Field notes: Observation of the week: Benj Sinclair noted Friday that there are still lots of active, mature salamanders at Ski Lake.

Margaret Harris watched Thursday as 40-plus elk moved across Highway 390 in an undulating line. On Saturday, Bernie McHugh observed a dark morph rough-legged hawk as it soared over Mary’s Bay in Yellowstone National Park. On Sunday, Susan Marsh watched about 30 mountain bluebirds and the usual migrants and winter birds at Oxbow Bend.

Deb Patla reports a migration of various species: red-tailed hawks, yellow-rumped warblers, ruby-crowned kinglets, robins and juncos (including Oregon juncos) moving through Buffalo Valley.

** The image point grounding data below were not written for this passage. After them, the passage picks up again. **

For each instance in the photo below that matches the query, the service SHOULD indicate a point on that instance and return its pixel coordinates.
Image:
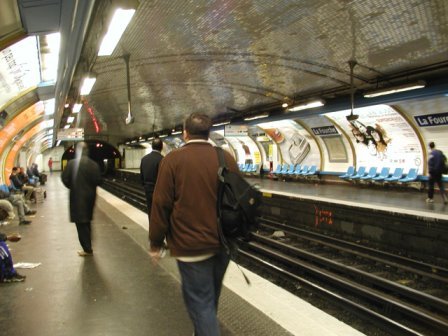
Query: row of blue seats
(384, 176)
(291, 170)
(249, 168)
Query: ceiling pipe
(129, 119)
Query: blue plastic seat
(255, 169)
(290, 170)
(278, 169)
(350, 172)
(246, 167)
(361, 172)
(304, 170)
(410, 177)
(297, 169)
(398, 174)
(285, 168)
(370, 175)
(311, 171)
(384, 173)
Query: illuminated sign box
(326, 130)
(71, 134)
(235, 130)
(439, 119)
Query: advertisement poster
(294, 142)
(382, 138)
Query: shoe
(15, 278)
(84, 253)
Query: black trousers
(149, 190)
(433, 179)
(84, 236)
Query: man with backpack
(436, 167)
(184, 212)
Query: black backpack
(237, 205)
(444, 165)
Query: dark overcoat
(82, 176)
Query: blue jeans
(201, 287)
(7, 270)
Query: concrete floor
(116, 292)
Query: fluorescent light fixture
(48, 123)
(307, 105)
(257, 117)
(120, 21)
(50, 57)
(87, 85)
(49, 106)
(395, 89)
(76, 108)
(221, 123)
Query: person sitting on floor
(17, 184)
(18, 201)
(7, 271)
(35, 170)
(23, 177)
(7, 207)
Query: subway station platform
(119, 292)
(407, 200)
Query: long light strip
(257, 117)
(395, 89)
(117, 26)
(307, 105)
(221, 124)
(87, 85)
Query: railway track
(399, 295)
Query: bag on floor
(444, 165)
(238, 202)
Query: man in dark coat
(436, 164)
(82, 175)
(149, 168)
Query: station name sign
(71, 134)
(236, 130)
(326, 130)
(427, 120)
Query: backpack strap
(222, 163)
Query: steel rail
(433, 271)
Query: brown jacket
(184, 200)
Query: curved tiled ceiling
(231, 57)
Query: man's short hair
(198, 126)
(157, 144)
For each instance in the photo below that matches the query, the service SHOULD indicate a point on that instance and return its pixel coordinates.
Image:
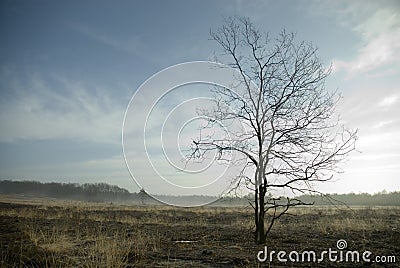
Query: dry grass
(76, 234)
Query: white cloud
(378, 26)
(65, 110)
(388, 101)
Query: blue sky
(69, 68)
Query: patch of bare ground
(73, 234)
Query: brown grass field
(50, 233)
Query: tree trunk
(260, 232)
(256, 214)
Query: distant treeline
(93, 192)
(103, 192)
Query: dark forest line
(103, 192)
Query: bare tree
(291, 138)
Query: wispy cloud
(131, 44)
(379, 30)
(62, 109)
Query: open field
(49, 233)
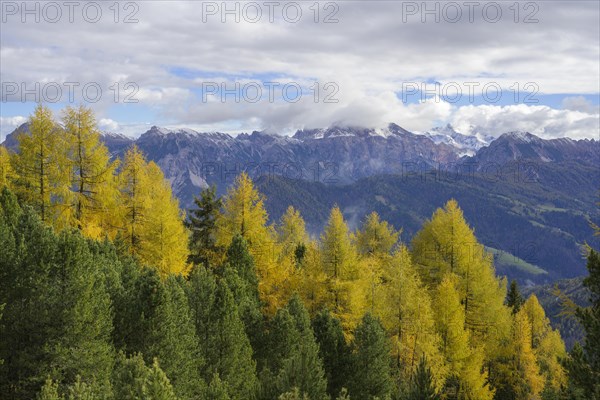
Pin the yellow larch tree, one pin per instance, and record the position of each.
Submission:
(464, 362)
(163, 241)
(151, 222)
(294, 243)
(340, 264)
(376, 236)
(92, 198)
(41, 164)
(546, 343)
(446, 244)
(523, 362)
(405, 310)
(135, 188)
(6, 169)
(244, 214)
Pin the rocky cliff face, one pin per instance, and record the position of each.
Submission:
(337, 155)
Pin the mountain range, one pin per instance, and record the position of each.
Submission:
(530, 200)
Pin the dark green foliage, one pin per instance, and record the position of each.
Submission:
(371, 378)
(583, 365)
(511, 202)
(240, 276)
(172, 339)
(129, 377)
(333, 350)
(133, 380)
(157, 385)
(57, 318)
(590, 317)
(421, 384)
(157, 323)
(49, 391)
(217, 390)
(202, 224)
(293, 361)
(514, 299)
(303, 368)
(560, 315)
(224, 344)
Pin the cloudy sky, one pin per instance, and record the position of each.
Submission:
(280, 66)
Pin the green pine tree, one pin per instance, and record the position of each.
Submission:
(371, 361)
(157, 385)
(202, 224)
(224, 344)
(173, 340)
(49, 391)
(421, 385)
(333, 350)
(303, 368)
(514, 299)
(217, 390)
(239, 272)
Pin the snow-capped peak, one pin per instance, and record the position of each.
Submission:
(466, 142)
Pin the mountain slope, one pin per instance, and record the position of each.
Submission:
(545, 227)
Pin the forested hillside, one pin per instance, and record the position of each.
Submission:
(109, 291)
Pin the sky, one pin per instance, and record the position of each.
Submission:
(277, 66)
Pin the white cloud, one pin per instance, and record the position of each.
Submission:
(107, 124)
(580, 103)
(9, 124)
(368, 54)
(543, 121)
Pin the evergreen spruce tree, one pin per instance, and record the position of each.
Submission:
(583, 365)
(172, 339)
(157, 385)
(371, 378)
(217, 390)
(129, 377)
(202, 222)
(57, 320)
(514, 299)
(333, 350)
(303, 368)
(49, 391)
(422, 385)
(240, 275)
(224, 344)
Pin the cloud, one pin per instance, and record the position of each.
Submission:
(9, 124)
(543, 121)
(107, 124)
(579, 103)
(373, 48)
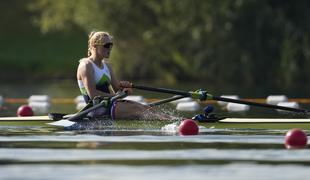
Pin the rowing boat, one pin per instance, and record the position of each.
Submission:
(221, 123)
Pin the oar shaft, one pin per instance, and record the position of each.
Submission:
(209, 96)
(160, 102)
(162, 90)
(259, 104)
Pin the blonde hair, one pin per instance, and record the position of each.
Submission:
(96, 38)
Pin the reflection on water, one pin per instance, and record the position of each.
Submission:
(142, 150)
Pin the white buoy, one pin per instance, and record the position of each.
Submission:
(188, 106)
(222, 103)
(234, 107)
(39, 98)
(287, 104)
(40, 107)
(186, 99)
(275, 99)
(135, 98)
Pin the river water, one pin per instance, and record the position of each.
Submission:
(35, 152)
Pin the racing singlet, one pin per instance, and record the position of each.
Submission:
(102, 79)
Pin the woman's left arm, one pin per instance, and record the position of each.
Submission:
(116, 84)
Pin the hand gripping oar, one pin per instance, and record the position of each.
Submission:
(73, 119)
(203, 95)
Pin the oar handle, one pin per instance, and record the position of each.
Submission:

Tim Griffith reports that there are still two hummingbirds fighting over his feeders; he is not sure of the species. Tim also has six Clark’s nutcrackers and a Stellar’s jay at his peanut feeders. It was the first time since moving in 2015 to East Jackson that he has seen a Stellar Jay in town. “Could it be that there is a very poor crop at higher elevations this year?” he asks. He also spotted his first rough-legged hawk of the season, seen Sunday morning at Uhl Hill.

At Skyline Ranch there was activity as well: a great horned owl was noted, and Deb Patla caught a glimpse of a white-crowned sparrow.